Extending the range of electric vehicles

The possibility of achieving high-energy, long-life storage batteries has tremendous scientific and technological significance. An example is the Li–S cell that offers higher energy density compared with conventional Li-ion cells at a low cost. Despite significant advances, there are major challenges regarding its wide-scale implementation. These include sulphur's low intrinsic conductivity as well as undesirable molecules stemming from cathode disintegration — called polysulphides — that dissolve into the battery electrolyte liquid.

In the EU-funded project 'Advanced European lithium sulphur cells for automotive applications' (EUROLIS), researchers are seeking to stabilise Li–S cathodes by using polysulphide reservoirs with modified surfaces. The proposed system with a high surface area should enable weak adsorption of polysulphide intermediates and also reversible desorption. The active material is therefore fully utilised.

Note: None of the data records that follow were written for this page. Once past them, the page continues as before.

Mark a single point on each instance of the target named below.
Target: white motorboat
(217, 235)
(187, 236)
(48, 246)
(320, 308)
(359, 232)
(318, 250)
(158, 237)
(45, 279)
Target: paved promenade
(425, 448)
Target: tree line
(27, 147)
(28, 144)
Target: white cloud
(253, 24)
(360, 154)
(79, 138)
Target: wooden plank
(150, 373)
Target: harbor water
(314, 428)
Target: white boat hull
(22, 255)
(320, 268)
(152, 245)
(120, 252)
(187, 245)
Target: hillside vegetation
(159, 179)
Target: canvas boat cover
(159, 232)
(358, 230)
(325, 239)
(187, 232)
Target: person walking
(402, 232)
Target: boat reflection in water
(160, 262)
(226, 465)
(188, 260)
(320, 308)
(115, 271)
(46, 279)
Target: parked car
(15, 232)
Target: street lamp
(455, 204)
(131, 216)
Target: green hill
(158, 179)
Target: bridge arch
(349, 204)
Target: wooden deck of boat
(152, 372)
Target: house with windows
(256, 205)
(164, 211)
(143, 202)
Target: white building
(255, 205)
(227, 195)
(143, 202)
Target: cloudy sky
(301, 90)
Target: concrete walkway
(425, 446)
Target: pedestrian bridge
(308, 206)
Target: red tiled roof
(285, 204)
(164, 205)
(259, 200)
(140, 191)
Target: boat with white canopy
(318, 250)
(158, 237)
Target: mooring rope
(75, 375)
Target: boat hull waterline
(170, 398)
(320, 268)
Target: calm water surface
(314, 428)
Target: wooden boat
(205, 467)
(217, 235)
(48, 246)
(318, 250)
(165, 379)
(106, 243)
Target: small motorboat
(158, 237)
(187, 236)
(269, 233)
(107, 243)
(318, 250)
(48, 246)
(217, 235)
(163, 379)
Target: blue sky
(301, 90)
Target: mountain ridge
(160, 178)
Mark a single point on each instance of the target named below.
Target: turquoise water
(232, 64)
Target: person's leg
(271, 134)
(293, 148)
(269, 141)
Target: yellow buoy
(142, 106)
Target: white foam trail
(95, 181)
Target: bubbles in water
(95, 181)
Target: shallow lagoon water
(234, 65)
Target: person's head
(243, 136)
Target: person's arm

To further understand the impact of the surface area and the interactions between electrolyte and sulphur-based cathode composites, reliable characterisation techniques are required. EUROLIS has developed a number of different in situ and ex situ tools for analysing Li–S batteries at different stages of discharge and charge. This has helped further understand the electrochemical properties of the Li–S battery. EUROLIS used these to effectively monitor polysulphide formation and diffusion or migration in different parts of the Li–S battery.

Ultraviolet-visible spectroscopy and the four-electrode modified Swagelok cells could find use in quantitatively determining polysulphides in the separator in addition to distinguishing different polysulphide types. Another spectroscopic tool — sulphur K-edge X-ray absorption spectroscopy — has enabled partners to qualitatively and quantitatively determine polysulphides in the composite cathode.

The electrode composition has been defined to maximise sulphur loading on the positive electrode. Separators, lithium and electrolyte filling were adapted to prepare 12 prototype cells in a standard configuration. Other activities involved benchmarking alternative Li–S technologies. Focus has been placed on solid-state or polymer batteries since both can efficiently prevent polysulphide migration.

EUROLIS activities are significantly contributing to developing know-how regarding Li–S battery production. Dissemination activities include the project website, publications in peer-reviewed scientific journals and conference attendances.